Indictment of Rick Perry uniting unlikely allies against prosecutorial abuse... Nice try, OZOMBIES... LMAO
http://legalinsurrection.com/2014/08...se/#more-96524
Posted by William A. Jacobson Sunday, August 17, 2014 at 12:02pm
This contrived indictment may be the best political thing that’s ever happened to Rick Perry.
The prosecutors in Austin, Texas thought they had one over on Texas Governor Rick Perry when they convinced a grand jury to issue an indictment accusing Perry of abusing his veto power. A copy of the indictment is here.
That alleged criminal abuse of power related to Perry’s threat to issue a budget veto regarding a unit of the prosecutor’s office if Travis County District Attorney Rosemary Lehmberg did not resign after a DWI conviction.
Not just any conviction, Lehmberg was videotaped attempting to pull rank over the booking officers by mentioning they needed to make sure the Sheriff was aware of her predicament. It’s not hard to see what she was doing — hoping the Sheriff would intervene on her behalf.
Her field sobriety test is here, and she again kept mentioning her political career. She was abusive and violent in the police station:
Yet she got away with a mere 45-day sentence, of which she served about half.
For all that, Perry sought to protect the public from this prosecutor by demanding she step down, or risk a veto of part of her budget. Perry followed through on the threat and issued the veto.
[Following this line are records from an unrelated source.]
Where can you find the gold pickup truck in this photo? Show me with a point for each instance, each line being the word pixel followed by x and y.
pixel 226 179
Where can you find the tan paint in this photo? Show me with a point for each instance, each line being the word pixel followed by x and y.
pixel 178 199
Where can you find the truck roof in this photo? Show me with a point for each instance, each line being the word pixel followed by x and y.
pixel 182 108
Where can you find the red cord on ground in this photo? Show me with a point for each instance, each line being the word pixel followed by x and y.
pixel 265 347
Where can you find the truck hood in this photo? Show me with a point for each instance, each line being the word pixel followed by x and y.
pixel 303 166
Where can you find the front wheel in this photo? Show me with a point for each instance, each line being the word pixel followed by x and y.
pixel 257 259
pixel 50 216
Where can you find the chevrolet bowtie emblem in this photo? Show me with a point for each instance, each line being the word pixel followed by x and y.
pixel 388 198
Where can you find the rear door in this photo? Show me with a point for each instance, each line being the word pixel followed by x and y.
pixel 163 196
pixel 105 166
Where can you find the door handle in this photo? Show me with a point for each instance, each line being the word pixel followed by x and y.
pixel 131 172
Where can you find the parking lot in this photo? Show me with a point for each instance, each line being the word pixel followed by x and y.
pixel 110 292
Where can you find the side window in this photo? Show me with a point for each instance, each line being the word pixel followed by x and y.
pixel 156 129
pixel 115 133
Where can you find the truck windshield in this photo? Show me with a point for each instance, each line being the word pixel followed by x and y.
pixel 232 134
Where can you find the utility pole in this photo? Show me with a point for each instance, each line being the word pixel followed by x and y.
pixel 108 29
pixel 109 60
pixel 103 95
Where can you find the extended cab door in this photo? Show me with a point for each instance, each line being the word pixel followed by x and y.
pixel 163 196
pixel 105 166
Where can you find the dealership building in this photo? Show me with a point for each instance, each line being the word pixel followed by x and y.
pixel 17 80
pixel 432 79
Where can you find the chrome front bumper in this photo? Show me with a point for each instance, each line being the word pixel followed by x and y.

Law Professor Jonathan Turley has a legal analysis of the indictment. Short version, it’s hard to understand how there is a crime here, unless one considers the “threat” of a veto to be the crime, since exercising the veto clearly was lawful. Turley writes:
From what I can see, these provisions are rarely used and prosecutors have waited for the strongest possible grounds for such charges. Indeed, such laws are written broadly in reliance on prosecutorial discretion. In this case, the special prosecutor seemed to pound hard to get these square facts into these round holes. A bit too hard for such a case.
Indeed, Governors in Texas have a long history of issuing vetoes, so it’s hard to see how telling people in advance you will issue the veto is a crime.
The concept that threatening a veto is a crime is novel. The law is vague on the issue, perhaps because no one ever thought that threatening to do something you lawfully could do would be a crime.
It’s also important that the criminal inquiry was initiated following a complaint from a liberal group, Texans for Public Justice, in what clearly was a political move.
The prosecutors, having the Grand Jury all to themselves without the benefit of a counterveiling argument, secured the indictment.
As Professor Glenn Reynolds has pointed out, the ease with which prosecutors can obtain indictments of just about anyone on just about anything, requires the cautious exercise of prosecutorial discretion.
In a politicized case involving a political battle, that discretion must be exercised even more cautiously.
Yet the interview given by the special prosecutor demonstrated that this was a reach, and how the indictment merely means there was “probable cause to believe [Perry] committed two felony crimes.” Very low bar. The prosecutor acts as if he’s a mere bystander to the indictment, insisting that since “the Grand Jury has spoken” he will follow up. But the only reason the “Grand Jury has spoken” is that the prosecutor, in complete control of the process, convinced the Grand Jury to so speak.